Iran’s tussle with Russia over a missile deal gone awry reached soap opera territory long ago. After months of smack talk, the Mullahs have now got their money back from their erstwhile business partners in Moscow. But they don’t have their prized S-300 air defense missile. So now they’re pledging to carry on against Russia with the vilest of all asymmetric warfare tactics: a court battle.
Russia’s Rosoboronexport has now forked over Iran’s $167 million prepayment on the cancelled sale of S-300 air defense missiles. In August, it said it was making good on threats to sue the Russians over the sale and launching a lawsuit at the International Court of Arbitration. Its money returned, though, Iran is still feeling feisty and litigious.
“We have received our prepayment from Russia, but we have sent our complaint to the International Court of Arbitration to receive compensation,” Iranian Defense Minister Brigadier General Ahmad Vahidi told Iranian state news on Wednesday. In other words, thanks for the cash, but we’d still like to see the global equivalent of Judge Judy.

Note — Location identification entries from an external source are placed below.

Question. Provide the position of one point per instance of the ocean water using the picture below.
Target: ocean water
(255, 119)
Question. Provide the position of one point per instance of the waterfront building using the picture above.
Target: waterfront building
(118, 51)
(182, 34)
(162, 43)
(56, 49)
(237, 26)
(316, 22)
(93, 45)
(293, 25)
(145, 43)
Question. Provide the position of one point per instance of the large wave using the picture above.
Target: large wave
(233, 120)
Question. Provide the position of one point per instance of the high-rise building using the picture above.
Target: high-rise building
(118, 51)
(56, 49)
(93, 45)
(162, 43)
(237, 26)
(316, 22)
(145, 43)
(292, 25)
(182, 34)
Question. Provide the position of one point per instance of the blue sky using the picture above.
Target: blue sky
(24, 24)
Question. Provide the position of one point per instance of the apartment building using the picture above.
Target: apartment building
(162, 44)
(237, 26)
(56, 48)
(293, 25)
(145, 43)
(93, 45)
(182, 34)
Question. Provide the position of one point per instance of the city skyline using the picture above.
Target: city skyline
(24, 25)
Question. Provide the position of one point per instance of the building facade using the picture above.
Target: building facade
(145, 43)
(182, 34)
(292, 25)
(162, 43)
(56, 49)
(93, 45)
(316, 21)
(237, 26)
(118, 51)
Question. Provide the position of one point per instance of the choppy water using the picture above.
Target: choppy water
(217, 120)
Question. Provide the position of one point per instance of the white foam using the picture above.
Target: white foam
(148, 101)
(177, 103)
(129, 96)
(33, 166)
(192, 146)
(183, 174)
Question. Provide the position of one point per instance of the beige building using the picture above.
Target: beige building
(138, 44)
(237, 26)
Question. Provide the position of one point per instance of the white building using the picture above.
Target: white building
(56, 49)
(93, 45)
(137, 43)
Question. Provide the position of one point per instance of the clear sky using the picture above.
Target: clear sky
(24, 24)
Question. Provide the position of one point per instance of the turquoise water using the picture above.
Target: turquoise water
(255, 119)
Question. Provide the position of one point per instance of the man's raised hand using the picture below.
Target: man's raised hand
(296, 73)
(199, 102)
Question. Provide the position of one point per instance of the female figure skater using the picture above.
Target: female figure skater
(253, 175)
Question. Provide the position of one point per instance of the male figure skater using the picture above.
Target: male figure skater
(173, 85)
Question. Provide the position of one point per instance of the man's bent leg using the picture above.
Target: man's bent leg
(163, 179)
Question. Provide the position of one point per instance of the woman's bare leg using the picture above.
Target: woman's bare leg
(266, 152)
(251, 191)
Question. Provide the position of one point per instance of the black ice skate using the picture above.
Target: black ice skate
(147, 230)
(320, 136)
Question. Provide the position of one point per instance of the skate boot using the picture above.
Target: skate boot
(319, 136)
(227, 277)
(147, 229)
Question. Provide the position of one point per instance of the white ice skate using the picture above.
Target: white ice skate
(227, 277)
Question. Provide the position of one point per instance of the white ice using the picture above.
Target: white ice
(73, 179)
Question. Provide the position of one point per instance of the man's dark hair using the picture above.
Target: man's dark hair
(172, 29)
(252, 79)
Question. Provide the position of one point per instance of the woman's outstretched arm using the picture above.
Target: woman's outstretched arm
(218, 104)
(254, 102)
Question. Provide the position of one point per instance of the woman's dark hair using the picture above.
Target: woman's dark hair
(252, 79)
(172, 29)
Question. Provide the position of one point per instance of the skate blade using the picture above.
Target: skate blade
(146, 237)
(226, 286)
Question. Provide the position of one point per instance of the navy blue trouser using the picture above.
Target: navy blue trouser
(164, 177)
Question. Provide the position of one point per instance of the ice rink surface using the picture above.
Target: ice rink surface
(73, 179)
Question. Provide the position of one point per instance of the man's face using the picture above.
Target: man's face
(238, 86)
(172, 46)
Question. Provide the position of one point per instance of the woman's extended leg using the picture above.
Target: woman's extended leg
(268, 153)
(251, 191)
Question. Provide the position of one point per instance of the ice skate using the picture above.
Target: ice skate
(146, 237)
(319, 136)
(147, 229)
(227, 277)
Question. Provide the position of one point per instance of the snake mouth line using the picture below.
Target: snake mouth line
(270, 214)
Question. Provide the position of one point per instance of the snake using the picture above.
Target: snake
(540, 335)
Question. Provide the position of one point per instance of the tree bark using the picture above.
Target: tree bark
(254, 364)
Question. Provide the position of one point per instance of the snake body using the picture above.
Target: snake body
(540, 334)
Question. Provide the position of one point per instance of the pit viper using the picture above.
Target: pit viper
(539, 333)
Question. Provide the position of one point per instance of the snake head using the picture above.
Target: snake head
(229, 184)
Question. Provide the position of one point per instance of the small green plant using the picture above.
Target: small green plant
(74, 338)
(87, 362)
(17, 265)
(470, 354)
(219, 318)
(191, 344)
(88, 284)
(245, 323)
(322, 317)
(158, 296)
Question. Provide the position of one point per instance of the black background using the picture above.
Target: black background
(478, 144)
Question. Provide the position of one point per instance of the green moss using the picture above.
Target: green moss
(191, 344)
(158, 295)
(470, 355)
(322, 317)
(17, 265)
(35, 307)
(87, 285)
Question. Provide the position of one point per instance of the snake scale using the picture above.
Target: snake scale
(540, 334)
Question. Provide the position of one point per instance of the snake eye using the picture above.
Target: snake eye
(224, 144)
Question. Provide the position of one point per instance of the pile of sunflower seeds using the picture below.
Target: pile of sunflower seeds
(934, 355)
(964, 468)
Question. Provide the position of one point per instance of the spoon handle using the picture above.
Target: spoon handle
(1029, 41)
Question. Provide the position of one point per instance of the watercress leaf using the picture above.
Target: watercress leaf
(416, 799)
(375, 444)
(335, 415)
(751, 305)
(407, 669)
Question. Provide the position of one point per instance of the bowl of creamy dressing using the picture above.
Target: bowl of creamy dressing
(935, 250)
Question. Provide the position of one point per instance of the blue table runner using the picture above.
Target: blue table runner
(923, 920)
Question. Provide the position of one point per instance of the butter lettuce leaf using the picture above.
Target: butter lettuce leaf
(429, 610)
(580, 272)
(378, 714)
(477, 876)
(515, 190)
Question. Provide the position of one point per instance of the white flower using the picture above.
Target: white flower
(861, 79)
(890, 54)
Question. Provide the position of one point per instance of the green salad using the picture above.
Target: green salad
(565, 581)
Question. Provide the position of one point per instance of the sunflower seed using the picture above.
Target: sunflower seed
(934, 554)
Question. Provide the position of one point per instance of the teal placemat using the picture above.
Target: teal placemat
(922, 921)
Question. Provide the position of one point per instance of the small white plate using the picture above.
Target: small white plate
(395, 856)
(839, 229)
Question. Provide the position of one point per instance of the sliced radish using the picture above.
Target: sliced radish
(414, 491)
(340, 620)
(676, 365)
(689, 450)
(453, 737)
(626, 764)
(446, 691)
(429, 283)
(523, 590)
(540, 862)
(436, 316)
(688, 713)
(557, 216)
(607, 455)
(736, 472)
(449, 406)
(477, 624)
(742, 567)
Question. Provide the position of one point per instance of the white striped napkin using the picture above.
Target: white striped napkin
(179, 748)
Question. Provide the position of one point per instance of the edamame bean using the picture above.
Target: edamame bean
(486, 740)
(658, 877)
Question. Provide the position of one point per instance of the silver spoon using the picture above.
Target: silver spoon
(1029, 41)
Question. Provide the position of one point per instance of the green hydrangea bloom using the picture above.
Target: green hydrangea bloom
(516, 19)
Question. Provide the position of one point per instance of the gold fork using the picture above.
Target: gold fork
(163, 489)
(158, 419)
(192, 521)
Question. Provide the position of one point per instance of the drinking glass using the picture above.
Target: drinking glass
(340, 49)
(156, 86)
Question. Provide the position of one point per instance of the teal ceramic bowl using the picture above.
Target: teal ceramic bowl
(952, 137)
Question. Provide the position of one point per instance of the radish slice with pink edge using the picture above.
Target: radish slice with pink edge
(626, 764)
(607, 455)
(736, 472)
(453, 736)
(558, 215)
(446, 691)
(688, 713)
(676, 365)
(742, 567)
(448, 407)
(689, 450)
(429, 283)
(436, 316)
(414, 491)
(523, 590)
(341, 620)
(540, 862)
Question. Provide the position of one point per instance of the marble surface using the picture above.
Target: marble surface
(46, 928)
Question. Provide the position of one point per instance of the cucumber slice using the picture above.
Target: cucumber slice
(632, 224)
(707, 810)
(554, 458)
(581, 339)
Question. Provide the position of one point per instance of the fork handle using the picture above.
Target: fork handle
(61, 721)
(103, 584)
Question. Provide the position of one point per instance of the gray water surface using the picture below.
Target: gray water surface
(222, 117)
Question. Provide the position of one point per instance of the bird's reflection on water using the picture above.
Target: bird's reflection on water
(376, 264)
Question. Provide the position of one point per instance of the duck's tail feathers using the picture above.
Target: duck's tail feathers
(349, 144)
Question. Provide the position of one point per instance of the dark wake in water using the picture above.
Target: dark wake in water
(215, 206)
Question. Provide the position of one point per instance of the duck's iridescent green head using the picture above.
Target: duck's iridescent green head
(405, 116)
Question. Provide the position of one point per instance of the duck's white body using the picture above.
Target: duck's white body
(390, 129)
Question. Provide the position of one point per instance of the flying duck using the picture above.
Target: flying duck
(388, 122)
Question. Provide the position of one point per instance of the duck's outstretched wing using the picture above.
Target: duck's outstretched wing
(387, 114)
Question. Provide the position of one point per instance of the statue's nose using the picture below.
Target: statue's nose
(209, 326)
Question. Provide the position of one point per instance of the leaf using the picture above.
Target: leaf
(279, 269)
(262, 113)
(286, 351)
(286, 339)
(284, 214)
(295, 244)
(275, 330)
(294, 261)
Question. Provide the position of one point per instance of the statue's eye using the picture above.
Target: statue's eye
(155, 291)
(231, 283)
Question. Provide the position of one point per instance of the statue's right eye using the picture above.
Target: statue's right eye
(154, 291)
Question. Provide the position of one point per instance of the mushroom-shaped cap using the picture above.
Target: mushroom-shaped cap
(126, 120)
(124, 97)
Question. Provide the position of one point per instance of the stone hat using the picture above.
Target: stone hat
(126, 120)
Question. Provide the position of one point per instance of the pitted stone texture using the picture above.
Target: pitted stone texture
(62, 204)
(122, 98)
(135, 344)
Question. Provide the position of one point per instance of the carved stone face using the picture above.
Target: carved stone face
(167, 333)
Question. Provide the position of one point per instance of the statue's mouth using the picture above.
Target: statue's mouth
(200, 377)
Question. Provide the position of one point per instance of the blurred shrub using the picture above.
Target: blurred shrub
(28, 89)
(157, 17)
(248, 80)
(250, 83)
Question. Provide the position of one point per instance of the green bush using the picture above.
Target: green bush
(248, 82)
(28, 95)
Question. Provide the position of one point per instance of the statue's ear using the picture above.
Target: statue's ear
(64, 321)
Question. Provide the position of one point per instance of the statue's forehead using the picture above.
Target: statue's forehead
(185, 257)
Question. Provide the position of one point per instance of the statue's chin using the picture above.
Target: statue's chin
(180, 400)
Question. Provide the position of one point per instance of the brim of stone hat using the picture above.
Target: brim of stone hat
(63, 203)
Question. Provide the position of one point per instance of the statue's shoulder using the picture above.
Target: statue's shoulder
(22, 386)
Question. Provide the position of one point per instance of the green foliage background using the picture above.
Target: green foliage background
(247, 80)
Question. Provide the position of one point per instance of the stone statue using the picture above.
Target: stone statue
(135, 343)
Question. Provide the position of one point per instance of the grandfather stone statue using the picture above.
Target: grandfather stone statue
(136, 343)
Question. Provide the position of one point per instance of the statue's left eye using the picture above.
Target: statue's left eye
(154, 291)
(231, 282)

Russia first agreed to sell Iran its long-range S-300 in 2007, but the deal dragged on for years without an actual missile handover. The Bush administration to sway Russia against the sale. The Obama White House also tried its hand following a diplomatic “reset” with Russia and allied pressure against the deal. In 2010, Russia finally said nyet and cancelled the sale, citing U.N. sanctions on Iran as prohibiting transfer of the missiles.
The three decade old S-300 isn’t the most advanced air defense system in the world, but it would be a big improvement over Iran’s existing air defense. They can take down airborne targets like fighter jets and later versions of the missile have a range of up to 200 kilometers. That’s enough to give countries like the U.S. and Israel pause when considering a strike on the country’s nuclear systems — hence the pressure on Russia not to sell.
But why cry over spoiled milk, Iran? You claimed last week that you’re nearing production on that backyard version of the S-300. Or could it be that your homebrew air defenses aren’t any more likely to conjur an S-300 capability than your lawsuit?